For Full Recovery, Spank Banks, Take Prisoners

American economist, professor and author James K. Galbraith writes in The New Republic that the financial crisis is far from over, and the only way to shore up the economy is to restore the "rule of law" in the banking system. The current reform bill, he says, does not do that. What's needed is a response similar to the one we had after the Savings and Loans cleanup, when a thousand or more industry insiders went to prison. "Bankers must be made to feel the power of the law in their bones," he writes.

There are plenty of liberal economists and thinkers who will agree with him and plenty of libertarian and free-market thinkers who will not. Who is right? I tend to believe that free markets work, sometimes, but that good regulation and enforcement are essential to make sure that they are in fact free and open and transparent and that bad incentives don't screw them up.

There probably won't ever be a satisfying answer to the question of how much regulation is enough and how much is too much, because it is impossible to prove either way when you're dealing with something as enormous and untidy as an entire financial system. Markets are too messy, government regulation is too messy, and human beings and the systems they create are fallible.

From Galbraith's column: "To restore the rule of law means first a rigorous audit of the banks and of the Federal Reserve. This means investigations—Representative Marcy Kaptur has proposed adding a thousand FBI agents to this task. It means criminal referrals from the Financial Crisis Inquiry Commission, from the regulators, from Congress, and from the new management of troubled banks as they clean house. It means indictments, prosecutions, convictions, and imprisonments. The model must be the clean-up of the Savings and Loans, less than 20 years ago, when a thousand industry insiders went to prison. Bankers must be made to feel the power of the law in their bones."

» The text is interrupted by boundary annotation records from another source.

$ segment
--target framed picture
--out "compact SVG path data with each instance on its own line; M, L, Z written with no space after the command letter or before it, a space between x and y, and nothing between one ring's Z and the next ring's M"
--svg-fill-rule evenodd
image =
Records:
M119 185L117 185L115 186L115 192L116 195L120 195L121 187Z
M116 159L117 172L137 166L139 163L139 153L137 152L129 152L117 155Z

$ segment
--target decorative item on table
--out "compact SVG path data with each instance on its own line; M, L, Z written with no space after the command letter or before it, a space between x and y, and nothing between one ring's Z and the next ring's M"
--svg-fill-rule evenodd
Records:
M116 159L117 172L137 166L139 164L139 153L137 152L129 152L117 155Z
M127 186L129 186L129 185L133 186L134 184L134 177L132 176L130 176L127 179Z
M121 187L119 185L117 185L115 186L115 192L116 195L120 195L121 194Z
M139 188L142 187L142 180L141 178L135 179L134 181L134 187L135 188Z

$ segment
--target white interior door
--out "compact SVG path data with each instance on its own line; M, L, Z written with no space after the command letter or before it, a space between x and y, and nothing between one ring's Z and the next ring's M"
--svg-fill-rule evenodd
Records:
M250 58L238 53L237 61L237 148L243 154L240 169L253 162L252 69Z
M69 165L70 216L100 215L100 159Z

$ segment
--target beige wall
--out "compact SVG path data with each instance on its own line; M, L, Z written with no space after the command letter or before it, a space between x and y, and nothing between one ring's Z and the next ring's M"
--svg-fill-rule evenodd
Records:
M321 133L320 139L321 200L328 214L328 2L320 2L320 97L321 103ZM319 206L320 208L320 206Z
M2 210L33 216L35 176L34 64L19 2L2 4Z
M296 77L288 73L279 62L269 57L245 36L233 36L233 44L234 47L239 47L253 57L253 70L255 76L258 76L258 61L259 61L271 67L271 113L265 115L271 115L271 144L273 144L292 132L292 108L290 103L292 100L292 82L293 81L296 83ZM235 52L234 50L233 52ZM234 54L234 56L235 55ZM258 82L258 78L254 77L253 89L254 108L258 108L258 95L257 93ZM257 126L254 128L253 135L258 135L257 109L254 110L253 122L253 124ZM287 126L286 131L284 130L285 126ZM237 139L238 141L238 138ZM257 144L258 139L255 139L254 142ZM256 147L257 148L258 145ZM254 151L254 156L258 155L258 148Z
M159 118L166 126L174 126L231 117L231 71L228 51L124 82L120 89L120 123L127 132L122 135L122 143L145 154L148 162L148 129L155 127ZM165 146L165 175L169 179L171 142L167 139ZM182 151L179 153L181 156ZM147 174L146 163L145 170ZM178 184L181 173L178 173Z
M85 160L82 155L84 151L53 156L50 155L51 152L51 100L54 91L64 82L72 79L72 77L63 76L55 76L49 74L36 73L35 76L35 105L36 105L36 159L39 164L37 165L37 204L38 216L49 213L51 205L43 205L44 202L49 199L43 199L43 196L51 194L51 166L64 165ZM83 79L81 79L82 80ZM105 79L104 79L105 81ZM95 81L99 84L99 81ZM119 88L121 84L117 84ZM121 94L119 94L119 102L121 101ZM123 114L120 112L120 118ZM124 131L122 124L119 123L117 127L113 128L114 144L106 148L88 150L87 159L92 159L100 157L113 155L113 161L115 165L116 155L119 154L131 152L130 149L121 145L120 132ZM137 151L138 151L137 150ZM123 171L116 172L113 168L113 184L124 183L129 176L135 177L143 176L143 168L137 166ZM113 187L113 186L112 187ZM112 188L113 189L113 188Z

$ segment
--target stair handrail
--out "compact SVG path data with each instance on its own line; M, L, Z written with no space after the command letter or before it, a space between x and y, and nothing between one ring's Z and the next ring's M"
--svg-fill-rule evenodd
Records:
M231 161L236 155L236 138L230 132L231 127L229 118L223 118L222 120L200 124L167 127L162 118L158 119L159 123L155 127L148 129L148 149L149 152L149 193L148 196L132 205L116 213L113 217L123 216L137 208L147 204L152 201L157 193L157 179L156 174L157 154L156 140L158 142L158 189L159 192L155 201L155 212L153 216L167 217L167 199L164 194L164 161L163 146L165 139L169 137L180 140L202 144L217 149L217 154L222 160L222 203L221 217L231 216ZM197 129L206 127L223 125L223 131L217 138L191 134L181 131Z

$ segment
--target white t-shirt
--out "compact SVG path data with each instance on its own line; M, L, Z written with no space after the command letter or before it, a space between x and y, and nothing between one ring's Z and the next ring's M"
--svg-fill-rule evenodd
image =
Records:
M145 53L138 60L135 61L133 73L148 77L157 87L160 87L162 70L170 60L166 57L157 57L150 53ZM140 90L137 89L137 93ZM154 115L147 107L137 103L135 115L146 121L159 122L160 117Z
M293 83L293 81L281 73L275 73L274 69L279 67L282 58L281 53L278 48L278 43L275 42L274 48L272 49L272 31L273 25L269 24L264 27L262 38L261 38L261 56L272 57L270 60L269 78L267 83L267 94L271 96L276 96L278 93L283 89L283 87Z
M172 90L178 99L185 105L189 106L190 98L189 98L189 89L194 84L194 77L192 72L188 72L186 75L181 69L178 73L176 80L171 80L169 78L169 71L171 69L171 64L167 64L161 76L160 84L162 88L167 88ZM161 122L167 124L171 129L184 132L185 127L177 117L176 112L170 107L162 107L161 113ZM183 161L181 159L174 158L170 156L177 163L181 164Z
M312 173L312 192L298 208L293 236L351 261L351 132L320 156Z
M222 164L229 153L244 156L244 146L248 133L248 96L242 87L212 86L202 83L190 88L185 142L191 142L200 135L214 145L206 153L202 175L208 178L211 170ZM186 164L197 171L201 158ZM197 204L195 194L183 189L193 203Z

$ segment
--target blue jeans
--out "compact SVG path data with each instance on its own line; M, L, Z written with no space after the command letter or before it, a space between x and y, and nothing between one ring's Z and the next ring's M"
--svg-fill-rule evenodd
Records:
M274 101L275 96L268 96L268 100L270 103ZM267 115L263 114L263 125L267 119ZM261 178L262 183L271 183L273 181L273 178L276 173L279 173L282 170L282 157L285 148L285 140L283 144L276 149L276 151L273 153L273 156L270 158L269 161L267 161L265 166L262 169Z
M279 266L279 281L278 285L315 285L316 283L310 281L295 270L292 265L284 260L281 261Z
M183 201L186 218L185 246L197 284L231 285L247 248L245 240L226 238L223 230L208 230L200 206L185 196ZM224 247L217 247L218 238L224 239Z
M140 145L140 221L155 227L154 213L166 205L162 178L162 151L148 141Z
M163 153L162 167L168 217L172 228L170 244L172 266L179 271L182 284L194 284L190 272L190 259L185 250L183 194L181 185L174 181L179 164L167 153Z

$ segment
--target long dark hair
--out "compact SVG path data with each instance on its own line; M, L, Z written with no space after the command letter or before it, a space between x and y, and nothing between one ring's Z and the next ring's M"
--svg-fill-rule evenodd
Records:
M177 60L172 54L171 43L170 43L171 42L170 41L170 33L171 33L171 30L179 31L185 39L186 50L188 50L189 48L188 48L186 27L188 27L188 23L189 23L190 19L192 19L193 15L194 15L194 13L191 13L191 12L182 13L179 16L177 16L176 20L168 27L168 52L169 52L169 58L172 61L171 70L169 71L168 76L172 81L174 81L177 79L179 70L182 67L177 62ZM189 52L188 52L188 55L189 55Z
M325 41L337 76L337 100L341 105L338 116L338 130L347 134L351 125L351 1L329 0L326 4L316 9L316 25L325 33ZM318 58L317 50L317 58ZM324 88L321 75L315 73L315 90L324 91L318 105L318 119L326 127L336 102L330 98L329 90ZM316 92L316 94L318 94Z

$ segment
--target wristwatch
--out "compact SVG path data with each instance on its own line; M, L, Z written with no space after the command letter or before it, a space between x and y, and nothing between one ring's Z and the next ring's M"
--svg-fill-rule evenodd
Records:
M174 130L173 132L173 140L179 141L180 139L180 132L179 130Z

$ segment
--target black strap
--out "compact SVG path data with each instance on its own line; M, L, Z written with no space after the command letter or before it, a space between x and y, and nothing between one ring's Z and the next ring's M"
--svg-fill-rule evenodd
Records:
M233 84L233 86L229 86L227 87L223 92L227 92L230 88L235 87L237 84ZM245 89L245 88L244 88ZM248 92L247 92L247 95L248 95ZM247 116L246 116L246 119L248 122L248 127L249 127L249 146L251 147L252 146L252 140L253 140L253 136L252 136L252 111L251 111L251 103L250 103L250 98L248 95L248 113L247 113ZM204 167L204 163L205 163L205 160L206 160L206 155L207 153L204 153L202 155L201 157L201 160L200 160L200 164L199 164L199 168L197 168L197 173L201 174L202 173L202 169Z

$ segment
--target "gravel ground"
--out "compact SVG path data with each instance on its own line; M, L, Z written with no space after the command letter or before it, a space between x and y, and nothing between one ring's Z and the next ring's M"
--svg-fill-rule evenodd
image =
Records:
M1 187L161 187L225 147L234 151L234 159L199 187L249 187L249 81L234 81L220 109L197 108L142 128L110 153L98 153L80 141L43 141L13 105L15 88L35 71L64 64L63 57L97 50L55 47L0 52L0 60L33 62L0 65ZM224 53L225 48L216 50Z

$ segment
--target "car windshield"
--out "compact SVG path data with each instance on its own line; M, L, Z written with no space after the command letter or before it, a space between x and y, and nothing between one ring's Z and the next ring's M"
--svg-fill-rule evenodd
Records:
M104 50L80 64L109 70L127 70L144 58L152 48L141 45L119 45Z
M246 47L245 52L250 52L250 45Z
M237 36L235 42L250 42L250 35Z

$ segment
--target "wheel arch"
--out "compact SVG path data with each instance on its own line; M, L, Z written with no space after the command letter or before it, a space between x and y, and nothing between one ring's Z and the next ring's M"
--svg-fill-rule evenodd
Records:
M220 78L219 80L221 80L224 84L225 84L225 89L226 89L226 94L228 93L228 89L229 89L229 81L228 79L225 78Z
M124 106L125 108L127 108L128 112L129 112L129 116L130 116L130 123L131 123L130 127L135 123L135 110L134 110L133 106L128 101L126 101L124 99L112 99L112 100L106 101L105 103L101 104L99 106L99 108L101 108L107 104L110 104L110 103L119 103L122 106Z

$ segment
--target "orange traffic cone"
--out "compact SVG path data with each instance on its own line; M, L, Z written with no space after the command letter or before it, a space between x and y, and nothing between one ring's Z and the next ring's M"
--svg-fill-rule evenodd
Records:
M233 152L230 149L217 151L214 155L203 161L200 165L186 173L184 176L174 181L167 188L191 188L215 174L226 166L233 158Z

He continues, "How will this help the economy? The first step toward health is realism. We must first stop pretending that bad assets can be made good, that bad loans will someday be repaid, and that bad people can run good banks. Debt crises are resolved when debts are written down and gotten rid of, when the institutions that peddled bad debts are restructured and reformed, and when the people who ran the great scams have been removed. Only then will private credit start to come back, but even then the result of bank reform is more prudent banks, by definition more conservative than what we've had."